Lechner et al (2007) examined the effect of hippotherapy on spasticity and on mental well-being of persons with spinal cord injury (SCI), and compared it with the effects of other interventions. A volunteer sample of 12 people with spastic SCI (American Spinal Injury Association grade A or B) were included in this study; interventions consisted of hippotherapy, sitting astride a Bobath roll, and sitting on a stool with rocking seat. Each session lasted 25 minutes and was conducted twice-weekly for 4 weeks; the control condition was spasticity measurement without intervention. Main outcome measures were clinical rating by a blinded examiner of movement-provoked muscle resistance, using the Ashworth Scale; self-rating of spasticity by subjects on a visual analog scale (VAS); and mental well-being evaluated with the self-rated well-being scale Befindlichkeits-Skala of von Zerssen. Assessments were performed immediately after intervention sessions (short-term effect); data from the assessments were analyzed 3 to 4 days after the sessions to calculate the long-term effect.
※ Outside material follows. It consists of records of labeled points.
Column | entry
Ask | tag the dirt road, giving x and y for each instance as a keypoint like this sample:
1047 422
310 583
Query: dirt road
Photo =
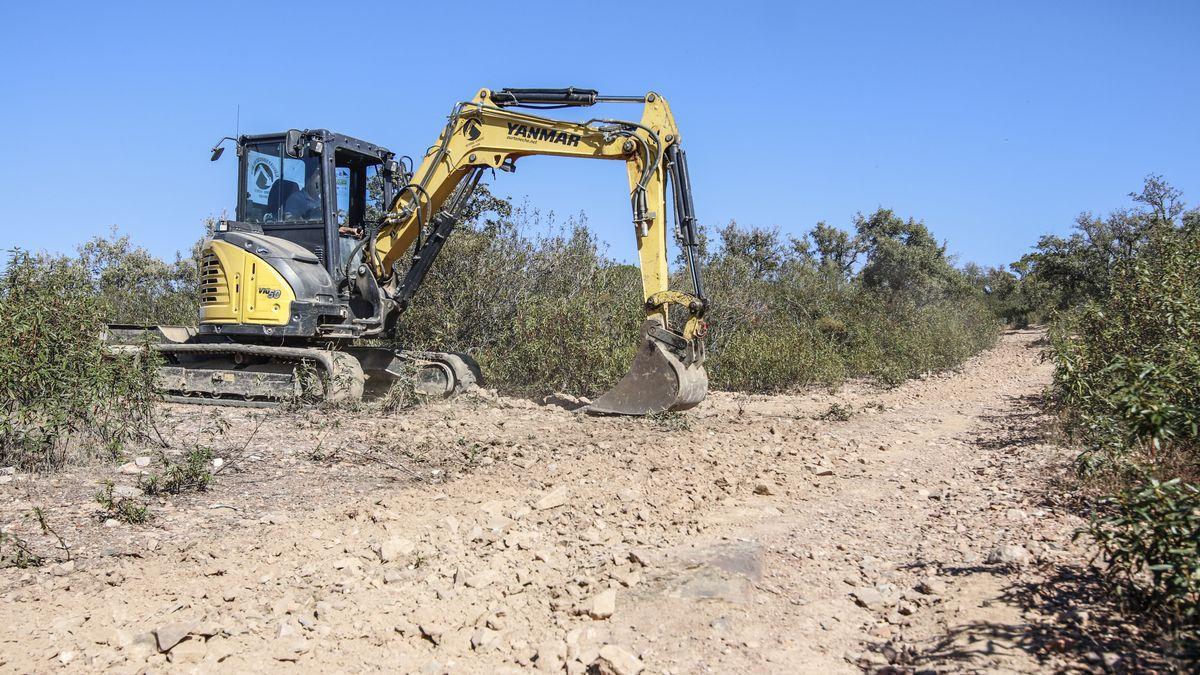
809 533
By analyzing the clinically rated spasticity, only the effect of hippotherapy reached significance compared with the control condition (without intervention); median differences in the Ashworth scores' sum before and after hippotherapy sessions ranged between -8.0 and +0.5. There was a significant difference between the spasticity-reducing effect of hippotherapy and the other two interventions in self-rated spasticity by VAS; median differences of the VAS before and after hippotherapy sessions ranged between -4.6 and +0.05cm. There were no long-term effects on spasticity. Immediate improvements in the subjects' mental well-being were detected only after hippotherapy (p = 0.048). The authors concluded that hippotherapy is more efficient than sitting astride a Bobath roll or on a rocking seat in reducing spasticity temporarily. Hippotherapy had a positive short-term effect on subjects' mental well-being. The major drawbacks of this study was its small sample size and that hippotherapy had no long-term effects on spasticity.
More scientific evidence, especially controlled studies with outcome measures, is needed to ascertain the effectiveness of hippotherapy for the treatment of CP, MS, and other motor dysfunction.